Quoi qu'il en soit, il faut donc majorer le chiffre moyen de
168 000 euros de dommages et intérêts alloués au titre de
la contrefaçon de brevets pour avoir une idée plus proche de la
réalité. Cela amplifie encore l'écart important avec le
chiffre moyen de 28 700 euros pour la contrefaçon de marques. Notre but
ici est de montrer l'ampleur de l'écart entre les réparations de
contrefaçons de marques et de brevets et non pas de pointer une
injustice entre le traitement qui serait réservé aux
différents droits de propriété industrielle. L'importance
des chiffres relatés pour les brevets s'explique d'une part par le fait
qu' en cette matière, c'est le produit lui-même qui est
contrefait, alors qu'en droit des marques, on ne traite que de la marque
apposée sur le produit. De plus, comme il a été dit, les
juges réparent en principe uniquement le préjudice subi par le
titulaire du droit de propriété intellectuelle.
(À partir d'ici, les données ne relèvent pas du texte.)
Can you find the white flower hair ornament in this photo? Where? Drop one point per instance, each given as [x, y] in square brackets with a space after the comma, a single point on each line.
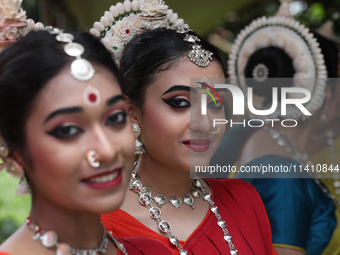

Ainsi, le montant
des sommes alloués devraient seulement refléter l'importance du
préjudice souffert par le titulaire.
82 Voir par exemple : TGI Paris, 1er juin 2006,
« Mecaplast SAM c./ Grupo Antolin Irausa SA et autre », PIBD
2006, 837-III-605 ou TGI Paris, 11 mars 2005, « Valois c./ Rexam
Dispending System », PIBD 2005, 816-III570.
83Voir par exemple : TGI Paris, 5 oct. 2005, «
Zodiac Pool Care Europe c./ Arch Water Products France et autres»,
PIBD 2006, 821-III-14 où le Tribunal considère que la
demande de provision formulée à hauteur de 200 000 euros est
incontestablement justifiée.
84 Voir par exemple : TGI Paris, 25 janv. 2006,
« Sonja Klotz et autre c./ Castorama France SA et autres »,
PIBD 2006, 828-III-277 : le juge considéra dans cette
espèce que la mesure d'expertise ne s'avérait pas
nécessaire compte-tenu de l'absence de complexité en
l'espèce de l'évaluation des préjudices.